Segale, grano saraceno, frumento, lievito madre, patate e miele: erano tutte materie prime che nei borghi walser non mancavano nelle dispense dei contadini, oggi questi ingredienti compongono il pane walser del «Forno ossolano» di Crodo. Compie dieci anni infatti la ricetta del «Walserbrot», brevettata e depositata dalla panetteria di Crodo.

È un mix di ingredienti semplici che oggi viene apprezzato in tavola come prodotto di nicchia, ma che nei secoli passati erano elementi poveri e semplici, fonte di sostentamento di molte famiglie. Una ricetta frutto delle ricerche e della raccolta delle testimonianze tramandate di generazione in generazione, quella messa a punto da Germano Meneghello, il titolare del forno.

«Ho sempre avuto un occhio di riguardo per la tradizione – confessa il panettiere alla guida di un’attività fondata dal padre Felice cinquantadue anni fa -. A volte basta guardarsi indietro e si scoprono tesori che sembravano dimenticati, come gli ingredienti del pane walser. Purtroppo non sono state tramandate ricette per iscritto, ma tutti gli ingredienti di questo cibo erano sicuramente usati dai walser, da qui il pensiero che questo potesse essere il loro pane».

Il riscontro storico Meneghello lo ha avuto consultando il trattato «Memoria sulle condizioni dell’agricoltura e della classe agricola nel circondario dell’Ossola» dell’avvocato Stefano Calpini degli Anni Sessanta del 1800, conservato nel Centro studi Piero Ginocchi di Crodo. «Il grano saraceno era coltivato sopra gli 800 metri e c’era anche la segale invernale che maturava in circa 14 mesi – spiega Meneghello -. Il frumento invece probabilmente lo recuperavano perché difficile la coltivazione in montagna sopra i mille metri. Le patate non mancavano di certo, tante le attestazioni della loro presenza» come anche messo in evidenza dal progetto di recupero delle patate di Formazza.

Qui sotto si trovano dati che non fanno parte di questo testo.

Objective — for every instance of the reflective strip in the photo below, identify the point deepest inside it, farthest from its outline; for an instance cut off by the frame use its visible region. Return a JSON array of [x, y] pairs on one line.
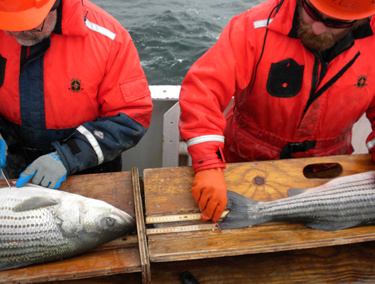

In quel tempo il pane veniva invece cotto una o due volte l’anno e poi conservato per mesi. «Chissà, ogni volta il pane poteva essere fatto con una preponderanza di uno o l’altro ingrediente. Era l’arte di arrangiarsi, del cercare di usare i prodotti che erano a disposizione» spiega Meneghello che a oggi produce circa 2 quintali di pane walser alla settimana, e ogni forma ha una V incisa sulla crosta.